By Kim Ghattas
The US government has wasted $30bn (£18bn) in contracts in Afghanistan and Iraq over the last decade, according to a bi-partisan spending commission.
The commission on wartime contracting blamed an over-reliance on contractors, poor planning and fraud for the waste.
It had evidence of lax accountability and inadequate competition, it said.
Writing in the Washington Post, the report's authors warn that investments in the two countries could be wasted even after US involvement there ends.
Among the examples cited were a $40m prison for Iraq that the country did not want and was never completed.
US-funded projects in those two countries also risk going to waste because host governments are unable or unwilling to sustain them.

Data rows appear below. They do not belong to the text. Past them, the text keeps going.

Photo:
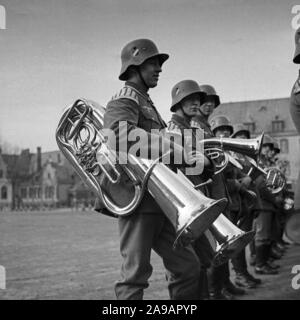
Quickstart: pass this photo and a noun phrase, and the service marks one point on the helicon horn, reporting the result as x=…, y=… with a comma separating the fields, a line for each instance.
x=80, y=137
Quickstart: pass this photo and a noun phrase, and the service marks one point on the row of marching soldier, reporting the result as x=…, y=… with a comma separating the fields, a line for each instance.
x=197, y=268
x=253, y=204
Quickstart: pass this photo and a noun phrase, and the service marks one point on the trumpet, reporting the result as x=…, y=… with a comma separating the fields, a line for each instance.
x=80, y=137
x=225, y=239
x=218, y=148
x=274, y=178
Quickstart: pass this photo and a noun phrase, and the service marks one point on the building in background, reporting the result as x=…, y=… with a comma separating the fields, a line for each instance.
x=39, y=180
x=273, y=117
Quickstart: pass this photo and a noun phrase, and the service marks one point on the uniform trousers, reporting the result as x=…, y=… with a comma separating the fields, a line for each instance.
x=139, y=234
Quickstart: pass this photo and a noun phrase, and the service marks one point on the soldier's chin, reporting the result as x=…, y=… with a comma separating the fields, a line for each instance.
x=153, y=84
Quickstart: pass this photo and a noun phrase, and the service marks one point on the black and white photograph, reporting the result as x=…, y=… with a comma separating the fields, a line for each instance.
x=150, y=150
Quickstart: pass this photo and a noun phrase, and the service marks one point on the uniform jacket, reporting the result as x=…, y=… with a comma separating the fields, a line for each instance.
x=135, y=108
x=217, y=189
x=178, y=124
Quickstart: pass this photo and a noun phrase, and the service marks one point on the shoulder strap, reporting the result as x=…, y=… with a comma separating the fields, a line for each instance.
x=126, y=93
x=173, y=128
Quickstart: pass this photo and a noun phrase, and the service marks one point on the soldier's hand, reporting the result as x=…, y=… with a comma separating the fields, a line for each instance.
x=246, y=181
x=192, y=157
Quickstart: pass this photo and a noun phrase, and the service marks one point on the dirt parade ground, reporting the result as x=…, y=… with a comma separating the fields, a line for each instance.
x=75, y=255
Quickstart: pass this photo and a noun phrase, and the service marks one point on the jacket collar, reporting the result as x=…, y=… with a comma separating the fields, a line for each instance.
x=180, y=120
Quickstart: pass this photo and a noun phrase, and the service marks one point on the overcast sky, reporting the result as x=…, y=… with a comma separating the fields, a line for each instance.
x=54, y=51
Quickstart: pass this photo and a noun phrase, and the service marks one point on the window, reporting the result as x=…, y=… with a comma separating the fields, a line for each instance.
x=250, y=126
x=39, y=192
x=4, y=192
x=277, y=126
x=49, y=192
x=23, y=193
x=31, y=193
x=284, y=146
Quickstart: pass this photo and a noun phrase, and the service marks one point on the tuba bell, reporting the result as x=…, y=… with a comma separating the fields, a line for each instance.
x=218, y=150
x=274, y=178
x=225, y=239
x=80, y=137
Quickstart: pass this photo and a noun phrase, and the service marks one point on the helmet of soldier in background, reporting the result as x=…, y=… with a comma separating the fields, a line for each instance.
x=219, y=122
x=184, y=89
x=240, y=128
x=137, y=52
x=210, y=93
x=268, y=141
x=276, y=147
x=297, y=48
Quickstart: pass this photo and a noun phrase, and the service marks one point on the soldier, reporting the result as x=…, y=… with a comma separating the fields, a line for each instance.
x=243, y=278
x=217, y=276
x=237, y=184
x=295, y=112
x=147, y=228
x=265, y=210
x=186, y=99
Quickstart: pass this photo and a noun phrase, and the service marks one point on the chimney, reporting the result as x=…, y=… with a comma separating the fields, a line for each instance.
x=39, y=159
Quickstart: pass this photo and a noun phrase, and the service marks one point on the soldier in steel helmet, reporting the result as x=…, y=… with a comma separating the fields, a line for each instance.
x=147, y=228
x=243, y=277
x=295, y=112
x=265, y=210
x=237, y=184
x=186, y=99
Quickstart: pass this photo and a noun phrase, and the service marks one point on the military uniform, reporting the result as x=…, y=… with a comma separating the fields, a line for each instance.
x=147, y=228
x=217, y=276
x=177, y=125
x=295, y=113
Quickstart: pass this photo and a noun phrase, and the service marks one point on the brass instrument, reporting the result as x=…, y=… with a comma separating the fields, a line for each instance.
x=81, y=139
x=225, y=239
x=248, y=147
x=274, y=178
x=218, y=149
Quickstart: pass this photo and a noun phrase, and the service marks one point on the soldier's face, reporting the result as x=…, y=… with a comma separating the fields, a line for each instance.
x=241, y=136
x=207, y=108
x=223, y=132
x=266, y=150
x=191, y=104
x=150, y=71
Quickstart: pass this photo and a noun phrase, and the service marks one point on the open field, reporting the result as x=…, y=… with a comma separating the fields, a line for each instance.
x=75, y=255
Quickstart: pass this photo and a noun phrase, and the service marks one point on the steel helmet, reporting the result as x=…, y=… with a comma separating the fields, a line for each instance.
x=296, y=58
x=138, y=51
x=184, y=89
x=276, y=147
x=210, y=93
x=240, y=128
x=268, y=140
x=220, y=121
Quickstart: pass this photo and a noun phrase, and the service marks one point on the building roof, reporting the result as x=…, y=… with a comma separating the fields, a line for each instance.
x=261, y=112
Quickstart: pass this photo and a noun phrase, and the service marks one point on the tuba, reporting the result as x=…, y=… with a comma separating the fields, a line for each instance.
x=81, y=139
x=274, y=178
x=218, y=150
x=225, y=239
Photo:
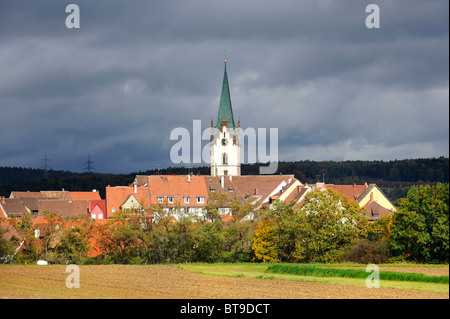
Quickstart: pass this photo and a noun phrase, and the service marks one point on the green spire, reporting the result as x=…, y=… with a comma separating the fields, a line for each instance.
x=225, y=109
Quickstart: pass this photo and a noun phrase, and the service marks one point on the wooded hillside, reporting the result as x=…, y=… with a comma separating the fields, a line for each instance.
x=394, y=177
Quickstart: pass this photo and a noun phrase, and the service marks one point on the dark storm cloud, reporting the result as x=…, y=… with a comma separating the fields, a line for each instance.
x=135, y=70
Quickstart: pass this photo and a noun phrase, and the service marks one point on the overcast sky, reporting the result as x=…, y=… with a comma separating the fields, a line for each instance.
x=116, y=87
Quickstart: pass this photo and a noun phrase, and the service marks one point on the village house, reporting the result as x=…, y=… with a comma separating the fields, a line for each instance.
x=65, y=203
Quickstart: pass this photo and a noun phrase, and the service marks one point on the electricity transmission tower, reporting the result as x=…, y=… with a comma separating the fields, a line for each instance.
x=88, y=165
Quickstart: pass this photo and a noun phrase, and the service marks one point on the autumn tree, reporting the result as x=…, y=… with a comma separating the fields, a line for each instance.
x=420, y=226
x=327, y=222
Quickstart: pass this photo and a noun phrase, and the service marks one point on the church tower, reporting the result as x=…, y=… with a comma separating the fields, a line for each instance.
x=225, y=139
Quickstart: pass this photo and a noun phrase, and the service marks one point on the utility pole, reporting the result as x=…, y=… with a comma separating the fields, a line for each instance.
x=88, y=165
x=46, y=166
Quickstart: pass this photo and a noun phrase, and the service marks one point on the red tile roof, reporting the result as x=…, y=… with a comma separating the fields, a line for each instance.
x=116, y=196
x=350, y=191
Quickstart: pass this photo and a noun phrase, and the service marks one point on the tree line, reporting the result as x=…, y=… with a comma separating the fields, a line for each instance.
x=326, y=228
x=394, y=177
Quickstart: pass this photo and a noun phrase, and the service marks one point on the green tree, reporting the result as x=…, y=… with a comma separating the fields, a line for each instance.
x=420, y=227
x=284, y=227
x=74, y=245
x=327, y=223
x=30, y=245
x=263, y=243
x=6, y=247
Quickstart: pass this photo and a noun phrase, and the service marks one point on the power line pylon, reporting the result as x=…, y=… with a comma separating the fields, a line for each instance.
x=46, y=166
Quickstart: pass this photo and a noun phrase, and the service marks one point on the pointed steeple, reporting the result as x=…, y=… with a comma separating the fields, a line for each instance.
x=225, y=109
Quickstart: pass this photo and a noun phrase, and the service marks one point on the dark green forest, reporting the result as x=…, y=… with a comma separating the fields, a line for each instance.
x=395, y=177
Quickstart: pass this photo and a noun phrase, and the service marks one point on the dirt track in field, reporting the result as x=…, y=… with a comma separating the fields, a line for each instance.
x=170, y=282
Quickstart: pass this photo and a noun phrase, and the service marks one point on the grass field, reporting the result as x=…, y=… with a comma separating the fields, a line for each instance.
x=210, y=281
x=405, y=276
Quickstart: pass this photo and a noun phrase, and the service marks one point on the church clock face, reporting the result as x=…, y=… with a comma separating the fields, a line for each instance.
x=224, y=141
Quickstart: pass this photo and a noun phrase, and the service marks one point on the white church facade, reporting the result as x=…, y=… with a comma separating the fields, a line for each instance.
x=225, y=140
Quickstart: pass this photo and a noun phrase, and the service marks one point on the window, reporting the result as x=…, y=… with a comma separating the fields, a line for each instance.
x=224, y=158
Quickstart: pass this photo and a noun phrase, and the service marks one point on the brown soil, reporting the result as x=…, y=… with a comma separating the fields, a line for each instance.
x=170, y=282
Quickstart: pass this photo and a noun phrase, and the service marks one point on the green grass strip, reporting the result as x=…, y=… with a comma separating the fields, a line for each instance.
x=302, y=270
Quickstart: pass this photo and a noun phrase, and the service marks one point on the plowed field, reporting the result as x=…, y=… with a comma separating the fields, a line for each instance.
x=171, y=282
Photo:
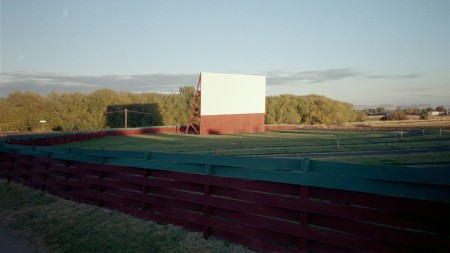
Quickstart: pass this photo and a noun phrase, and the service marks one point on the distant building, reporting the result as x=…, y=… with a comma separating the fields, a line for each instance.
x=436, y=113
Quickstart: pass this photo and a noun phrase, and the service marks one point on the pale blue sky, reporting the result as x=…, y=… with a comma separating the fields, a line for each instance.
x=365, y=52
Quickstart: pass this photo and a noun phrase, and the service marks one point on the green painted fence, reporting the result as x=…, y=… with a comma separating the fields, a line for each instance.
x=408, y=182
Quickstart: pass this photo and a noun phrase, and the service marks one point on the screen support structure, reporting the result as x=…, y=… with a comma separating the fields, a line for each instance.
x=195, y=109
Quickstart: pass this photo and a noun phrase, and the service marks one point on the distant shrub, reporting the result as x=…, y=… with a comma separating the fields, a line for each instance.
x=394, y=116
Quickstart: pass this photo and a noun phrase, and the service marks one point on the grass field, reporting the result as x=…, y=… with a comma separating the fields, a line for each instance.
x=57, y=225
x=395, y=147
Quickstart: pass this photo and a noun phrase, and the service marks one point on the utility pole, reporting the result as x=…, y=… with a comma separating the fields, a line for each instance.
x=126, y=118
x=281, y=116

In one case, $300m was poured into a sophisticated power plant in Kabul which the Afghan government will not be able to run, and a programme worth $11.4bn of facilities for the Afghan National security forces is likely to be unsustainable.
The commission's report is due to be published on Wednesday but its authors, who include former government officials and lawmakers, have already published an opinion piece in the Washington Post, blaming both the government and contractors for the waste.
The article makes the obvious recommendation to be more rigorous when deciding whether a project should be contracted out but it also recommends cancelling or modifying projects that are not sustainable.
Beyond just a disservice to taxpayers, the report says that the waste fosters corruption in host countries and diminishes the standing and influence of the US.